Selber baut Starcke - unter anderem auch dagegen - das poetische und poetologische Feld seiner Lebensdichtung auf, „eine herzensangelegenheit,/ an der man sterben kann/ oder tote zum leben erwecken.“ Er ringt um „eine liebe, die erlösen möchte“, die „niemandem“ etwas vorzumachen gedenkt, aber „trösten will, / um mut zu machen und standhaft zu bleiben.“ So wie hier die Liebe zu seiner Frau im Mittelpunkt steht, pflegt er sorgfältig seine Freundschaften und dokumentiert das auch in Briefen?, die er wieder in Gedichte verwandelt: „die briefe meine vertrauen/ der tiefe und schönheit/ der wörter/ besonders der/ von liebe und tod, / zukunft und vergangenheit.“

Bei allem ist er ein scheuer Mensch geblieben: „unbeholfen sind meine gebärden geblieben“, sanftmütig und scheu. Damit hängt wiederum zusammen, dass er dem Feld der Natur mehr vertraut als dem Feld der Geschichte. Er will nicht „revolution(en), die sich als illusionen“ entpuppen, aber dankbar der Natur folgen durch die fast als geheiligt erlebten Jahreszeiten: „wir führen einer des anderen hand,/ beeindruckt von bunten blätterzeilen,“ wobei der Himmel „leicht wie eine vogelfeder ist.“ Oder „der strebsame fluss,/ über dem nebel lagert/ an einem frühen morgen.“

Immer wieder gelingen dem Dichter Bilder von berauschender Schönheit, so dass auf diesem Feld viele tiefe Flussgedichte zu finden sind.

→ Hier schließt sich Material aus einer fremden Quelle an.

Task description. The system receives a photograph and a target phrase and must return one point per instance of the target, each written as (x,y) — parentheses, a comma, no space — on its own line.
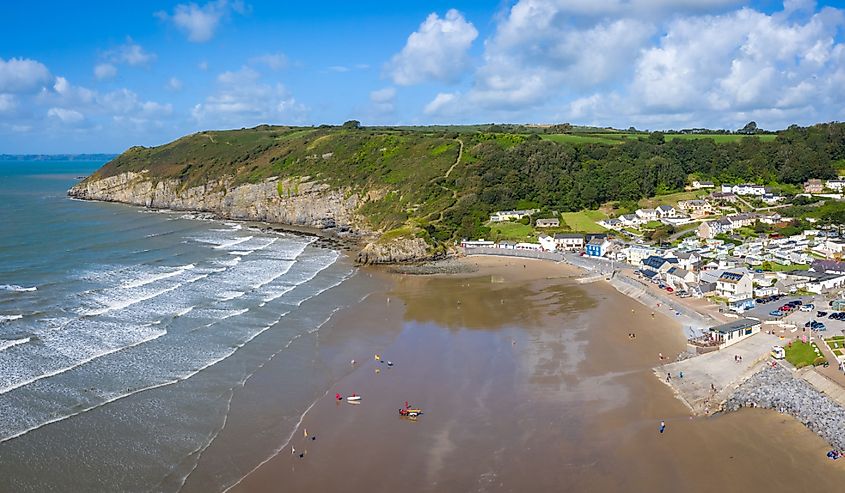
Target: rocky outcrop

Dabei bevorzugt er deutlich die Jahreszeit des Herbstes und den Zug der Regenwolken: „zug der regenwolken/ im frühen licht, / eine herde,/ getrieben vom wind.“ …“der gehstock wandelt sich zum hirtenstab.“ So - leise an die Christusgestalt gemahnend -, zieht er mit seinen Flüssen, seinen Gedichten dahin, fragend, „wohin heimleuchtet/ der blick in die natur, / die das ewige leben/ oder, wer weiß, einen heldenfriedhof verkörpert.“

Diese Fragehaltung ist eines modernen Dichters wahrlich würdig, und man darf gewiss sein, dass er immer weiter kommen wird im tapferen, dichterischen Erwarten und Empfangen der Antwort. „tröstlich die grüne decke“ ist ein ehrliches, tiefes, erschreckendes und begeisterndes Lyrikbuch, dem viele Leser zu wünschen sind.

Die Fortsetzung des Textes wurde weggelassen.